AFGHANISTAN -- We honor and salute Sgt 1stClass Nathan Ross Chapman, Special Operations Forces, one of our best, who was killed last Friday, the first American death from hostile fire. There is some confusion over who killed him. Regional tribal elders were said to have planned to convene to decide whether to hand over to the Americans a 14-year-old boy who was accused of firing the shots that killed Chapman and seriously wounded a CIA employee in the mountains of eastern Afghanistan. But the boy vanished before they could meet, the elders said. A regional military commander said that Chapman's death might well have been the result of a firefight between rival militias.

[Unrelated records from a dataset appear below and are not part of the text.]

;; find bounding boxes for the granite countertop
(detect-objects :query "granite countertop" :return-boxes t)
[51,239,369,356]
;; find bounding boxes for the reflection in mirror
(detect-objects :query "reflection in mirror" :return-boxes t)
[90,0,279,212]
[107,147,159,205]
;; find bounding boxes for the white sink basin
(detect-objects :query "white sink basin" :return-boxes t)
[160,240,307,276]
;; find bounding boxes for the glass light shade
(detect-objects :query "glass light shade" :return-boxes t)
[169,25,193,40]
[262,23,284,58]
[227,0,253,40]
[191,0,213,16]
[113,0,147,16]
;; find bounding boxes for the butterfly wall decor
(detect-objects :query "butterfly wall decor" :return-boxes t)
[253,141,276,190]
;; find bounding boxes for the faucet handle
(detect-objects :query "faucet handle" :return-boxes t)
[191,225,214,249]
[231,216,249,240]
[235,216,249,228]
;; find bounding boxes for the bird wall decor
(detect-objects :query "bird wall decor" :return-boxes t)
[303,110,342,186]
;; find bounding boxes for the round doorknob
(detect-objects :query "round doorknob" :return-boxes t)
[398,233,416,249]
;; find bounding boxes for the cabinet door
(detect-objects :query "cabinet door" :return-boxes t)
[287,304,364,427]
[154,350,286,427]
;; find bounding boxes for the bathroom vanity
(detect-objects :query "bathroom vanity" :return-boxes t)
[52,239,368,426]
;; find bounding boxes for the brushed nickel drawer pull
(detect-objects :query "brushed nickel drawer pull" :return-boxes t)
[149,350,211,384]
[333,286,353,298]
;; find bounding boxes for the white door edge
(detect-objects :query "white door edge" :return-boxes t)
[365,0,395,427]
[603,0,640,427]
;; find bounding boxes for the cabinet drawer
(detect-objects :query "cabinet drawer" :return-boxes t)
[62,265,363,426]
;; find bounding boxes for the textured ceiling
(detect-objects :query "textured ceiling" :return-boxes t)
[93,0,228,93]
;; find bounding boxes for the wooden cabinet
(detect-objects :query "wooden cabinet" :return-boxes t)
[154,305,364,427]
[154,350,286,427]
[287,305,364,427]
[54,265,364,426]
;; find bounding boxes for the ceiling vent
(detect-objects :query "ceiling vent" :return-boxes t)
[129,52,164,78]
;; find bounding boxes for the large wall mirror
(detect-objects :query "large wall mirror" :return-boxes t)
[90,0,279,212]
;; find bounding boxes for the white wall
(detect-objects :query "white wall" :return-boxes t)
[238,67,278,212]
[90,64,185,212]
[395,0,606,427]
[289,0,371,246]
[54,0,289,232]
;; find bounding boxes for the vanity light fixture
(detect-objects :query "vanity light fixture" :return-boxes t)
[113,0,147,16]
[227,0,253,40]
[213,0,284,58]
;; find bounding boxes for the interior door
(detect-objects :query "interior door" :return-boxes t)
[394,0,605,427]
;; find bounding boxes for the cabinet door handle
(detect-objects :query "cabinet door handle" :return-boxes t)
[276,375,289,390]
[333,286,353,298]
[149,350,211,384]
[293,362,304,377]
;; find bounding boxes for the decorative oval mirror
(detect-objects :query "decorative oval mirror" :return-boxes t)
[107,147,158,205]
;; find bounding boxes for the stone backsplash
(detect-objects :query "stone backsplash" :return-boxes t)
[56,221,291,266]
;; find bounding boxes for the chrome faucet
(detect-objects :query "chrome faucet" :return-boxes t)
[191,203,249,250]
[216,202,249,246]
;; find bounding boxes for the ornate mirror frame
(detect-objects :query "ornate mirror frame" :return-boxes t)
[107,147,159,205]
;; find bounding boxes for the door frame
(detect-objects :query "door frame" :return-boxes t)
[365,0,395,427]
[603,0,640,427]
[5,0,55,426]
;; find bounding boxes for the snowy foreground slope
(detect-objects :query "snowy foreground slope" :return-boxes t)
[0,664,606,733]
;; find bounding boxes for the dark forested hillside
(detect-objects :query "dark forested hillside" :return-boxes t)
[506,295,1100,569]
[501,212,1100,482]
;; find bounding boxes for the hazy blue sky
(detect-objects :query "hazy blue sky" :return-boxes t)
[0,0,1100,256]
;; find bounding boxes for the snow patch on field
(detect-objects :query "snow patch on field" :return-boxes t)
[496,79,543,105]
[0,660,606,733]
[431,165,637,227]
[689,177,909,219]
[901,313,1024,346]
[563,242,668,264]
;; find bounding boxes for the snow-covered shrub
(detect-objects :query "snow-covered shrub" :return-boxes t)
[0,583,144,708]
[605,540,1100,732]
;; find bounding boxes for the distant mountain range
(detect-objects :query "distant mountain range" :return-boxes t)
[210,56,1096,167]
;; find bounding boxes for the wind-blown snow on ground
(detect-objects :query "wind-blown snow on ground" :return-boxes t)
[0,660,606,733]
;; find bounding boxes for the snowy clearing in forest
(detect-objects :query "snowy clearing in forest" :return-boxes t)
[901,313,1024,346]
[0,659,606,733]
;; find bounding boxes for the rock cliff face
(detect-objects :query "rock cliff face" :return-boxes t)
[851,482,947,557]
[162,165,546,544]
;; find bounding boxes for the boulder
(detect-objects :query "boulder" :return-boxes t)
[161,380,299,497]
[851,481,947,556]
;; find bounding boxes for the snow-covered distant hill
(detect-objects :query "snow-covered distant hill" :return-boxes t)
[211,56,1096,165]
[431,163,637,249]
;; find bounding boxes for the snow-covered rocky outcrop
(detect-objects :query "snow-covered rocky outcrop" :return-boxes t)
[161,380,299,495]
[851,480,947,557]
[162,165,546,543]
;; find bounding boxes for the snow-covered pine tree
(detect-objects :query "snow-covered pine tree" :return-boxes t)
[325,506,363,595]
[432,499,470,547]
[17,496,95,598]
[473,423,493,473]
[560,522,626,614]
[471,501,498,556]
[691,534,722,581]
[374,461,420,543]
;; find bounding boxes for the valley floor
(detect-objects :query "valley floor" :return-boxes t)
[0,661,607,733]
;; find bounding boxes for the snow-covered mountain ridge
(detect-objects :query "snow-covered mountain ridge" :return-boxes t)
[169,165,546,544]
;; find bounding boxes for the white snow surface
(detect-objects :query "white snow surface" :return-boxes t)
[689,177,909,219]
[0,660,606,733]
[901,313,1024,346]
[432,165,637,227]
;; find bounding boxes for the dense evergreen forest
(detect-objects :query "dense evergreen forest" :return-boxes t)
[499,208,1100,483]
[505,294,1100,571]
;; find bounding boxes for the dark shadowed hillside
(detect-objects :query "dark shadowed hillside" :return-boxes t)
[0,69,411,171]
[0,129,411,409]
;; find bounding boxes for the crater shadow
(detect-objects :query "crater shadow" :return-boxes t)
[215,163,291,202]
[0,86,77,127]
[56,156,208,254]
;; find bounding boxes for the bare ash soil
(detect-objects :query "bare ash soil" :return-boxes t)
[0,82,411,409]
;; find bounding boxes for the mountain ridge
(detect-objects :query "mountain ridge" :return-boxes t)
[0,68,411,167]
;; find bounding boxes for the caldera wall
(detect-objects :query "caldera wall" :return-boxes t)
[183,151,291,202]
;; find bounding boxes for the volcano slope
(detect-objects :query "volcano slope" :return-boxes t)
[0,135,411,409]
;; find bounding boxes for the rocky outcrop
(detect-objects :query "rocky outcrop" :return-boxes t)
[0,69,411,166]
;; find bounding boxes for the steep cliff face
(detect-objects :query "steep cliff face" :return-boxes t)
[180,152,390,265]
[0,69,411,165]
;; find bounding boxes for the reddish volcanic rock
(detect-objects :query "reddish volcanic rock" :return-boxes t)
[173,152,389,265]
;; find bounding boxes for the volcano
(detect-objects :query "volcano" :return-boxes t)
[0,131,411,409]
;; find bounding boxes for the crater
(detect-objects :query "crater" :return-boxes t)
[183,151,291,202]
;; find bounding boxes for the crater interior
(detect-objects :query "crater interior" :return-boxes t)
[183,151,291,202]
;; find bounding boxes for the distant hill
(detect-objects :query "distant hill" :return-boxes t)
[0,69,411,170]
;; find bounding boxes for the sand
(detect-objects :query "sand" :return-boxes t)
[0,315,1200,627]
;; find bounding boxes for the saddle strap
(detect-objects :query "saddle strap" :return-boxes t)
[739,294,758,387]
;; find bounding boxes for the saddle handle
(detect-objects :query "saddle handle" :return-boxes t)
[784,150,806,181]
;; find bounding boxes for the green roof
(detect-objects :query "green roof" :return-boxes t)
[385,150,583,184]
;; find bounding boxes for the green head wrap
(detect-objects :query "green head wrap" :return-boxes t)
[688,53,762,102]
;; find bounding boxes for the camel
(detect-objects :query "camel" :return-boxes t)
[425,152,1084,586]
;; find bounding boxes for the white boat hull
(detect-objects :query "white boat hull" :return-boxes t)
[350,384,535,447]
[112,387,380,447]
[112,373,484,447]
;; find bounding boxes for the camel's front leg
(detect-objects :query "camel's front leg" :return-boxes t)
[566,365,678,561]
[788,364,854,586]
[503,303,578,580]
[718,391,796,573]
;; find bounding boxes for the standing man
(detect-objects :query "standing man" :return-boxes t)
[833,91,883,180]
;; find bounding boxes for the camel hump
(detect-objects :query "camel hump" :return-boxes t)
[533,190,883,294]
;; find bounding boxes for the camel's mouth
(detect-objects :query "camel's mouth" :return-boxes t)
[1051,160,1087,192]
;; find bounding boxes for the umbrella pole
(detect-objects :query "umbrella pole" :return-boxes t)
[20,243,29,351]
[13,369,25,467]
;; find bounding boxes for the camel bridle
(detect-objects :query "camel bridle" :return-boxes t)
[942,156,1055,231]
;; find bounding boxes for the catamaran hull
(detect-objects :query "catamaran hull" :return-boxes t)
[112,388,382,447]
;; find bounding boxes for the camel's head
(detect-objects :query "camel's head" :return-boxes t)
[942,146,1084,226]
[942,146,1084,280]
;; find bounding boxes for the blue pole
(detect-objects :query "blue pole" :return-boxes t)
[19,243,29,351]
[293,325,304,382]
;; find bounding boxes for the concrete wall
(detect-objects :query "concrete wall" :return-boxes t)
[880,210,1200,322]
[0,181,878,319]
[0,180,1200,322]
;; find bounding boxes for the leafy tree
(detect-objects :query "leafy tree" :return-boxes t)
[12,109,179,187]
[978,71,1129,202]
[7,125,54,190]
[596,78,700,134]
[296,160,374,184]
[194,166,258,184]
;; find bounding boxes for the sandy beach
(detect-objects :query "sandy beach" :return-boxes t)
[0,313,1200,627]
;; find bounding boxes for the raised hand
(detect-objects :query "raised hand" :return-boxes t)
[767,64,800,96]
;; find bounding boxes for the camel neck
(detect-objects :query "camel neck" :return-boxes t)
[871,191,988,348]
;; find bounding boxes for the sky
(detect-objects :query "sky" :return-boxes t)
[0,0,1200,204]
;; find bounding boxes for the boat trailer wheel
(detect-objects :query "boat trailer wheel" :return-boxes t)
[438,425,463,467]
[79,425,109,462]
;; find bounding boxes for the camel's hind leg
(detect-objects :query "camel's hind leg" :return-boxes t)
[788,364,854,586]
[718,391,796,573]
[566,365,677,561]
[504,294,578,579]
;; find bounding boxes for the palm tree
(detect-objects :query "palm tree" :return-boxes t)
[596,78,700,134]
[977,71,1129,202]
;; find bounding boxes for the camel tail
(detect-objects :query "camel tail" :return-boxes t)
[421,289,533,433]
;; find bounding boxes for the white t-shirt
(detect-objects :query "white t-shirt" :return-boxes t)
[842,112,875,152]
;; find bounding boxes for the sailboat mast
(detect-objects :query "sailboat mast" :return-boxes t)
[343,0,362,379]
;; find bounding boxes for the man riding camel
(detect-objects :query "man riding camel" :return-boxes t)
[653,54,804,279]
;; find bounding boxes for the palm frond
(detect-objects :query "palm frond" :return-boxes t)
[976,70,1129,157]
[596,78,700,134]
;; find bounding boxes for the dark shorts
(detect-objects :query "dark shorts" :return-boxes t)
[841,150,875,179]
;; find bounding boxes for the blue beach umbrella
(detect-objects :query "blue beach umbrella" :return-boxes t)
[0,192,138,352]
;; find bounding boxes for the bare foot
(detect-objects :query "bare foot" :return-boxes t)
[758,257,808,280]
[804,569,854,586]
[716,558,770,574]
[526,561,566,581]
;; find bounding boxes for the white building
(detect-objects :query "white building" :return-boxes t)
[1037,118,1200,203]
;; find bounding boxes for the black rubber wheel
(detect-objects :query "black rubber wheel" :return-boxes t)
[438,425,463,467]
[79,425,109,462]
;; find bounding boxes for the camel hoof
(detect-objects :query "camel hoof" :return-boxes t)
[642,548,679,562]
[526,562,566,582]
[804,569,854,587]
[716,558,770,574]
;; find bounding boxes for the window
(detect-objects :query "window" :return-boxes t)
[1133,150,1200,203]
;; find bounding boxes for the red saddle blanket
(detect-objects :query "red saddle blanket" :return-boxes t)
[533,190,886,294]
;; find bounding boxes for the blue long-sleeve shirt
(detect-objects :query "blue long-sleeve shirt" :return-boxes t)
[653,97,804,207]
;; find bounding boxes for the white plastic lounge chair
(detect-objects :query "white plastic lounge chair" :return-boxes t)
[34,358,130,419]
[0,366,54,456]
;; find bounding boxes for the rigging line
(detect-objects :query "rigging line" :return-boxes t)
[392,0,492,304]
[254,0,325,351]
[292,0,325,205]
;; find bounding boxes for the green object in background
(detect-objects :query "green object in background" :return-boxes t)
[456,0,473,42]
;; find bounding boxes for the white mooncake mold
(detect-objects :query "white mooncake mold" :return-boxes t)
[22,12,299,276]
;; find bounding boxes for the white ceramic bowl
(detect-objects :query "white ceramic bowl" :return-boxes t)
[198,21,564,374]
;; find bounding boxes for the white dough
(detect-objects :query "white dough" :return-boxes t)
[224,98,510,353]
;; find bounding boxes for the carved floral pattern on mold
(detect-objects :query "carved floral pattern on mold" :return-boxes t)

Working in territory once held by the Taliban and where tribal rivalries are rife, the U.S. military often must rely on local informants, some of whom might have their own agendas. For example, the press reported that a U.S. strike Dec. 29 on a compound in eastern Afghanistan raid killed 52 people, nearly half of them children according to the Red Cross who did the count of bodies and body parts. One boy survived. Americans were said to have been misled by an informant with a grudge against the two extended families who used to live there. Afghan officials say similar misinformation led to a U.S. attack on a convoy heading to Kabul on Dec. 20 for the inauguration of interim leader Hamid Karzai. They say the convoy included former Taliban officials who had switched their allegiance to Karzai.

The Defense Department has stated that the convoy hit Dec. 20 included members of the Taliban and that the Dec. 29 strike targeted a pro-Taliban military compound. Neither intelligence operations nor the war on fundamentalist terrorism are simple in the tribal regions of Afghanistan. The details of war are frequently a moral muddle. (Jonkers) (USA Today, 01/07/2002// S. Komarov)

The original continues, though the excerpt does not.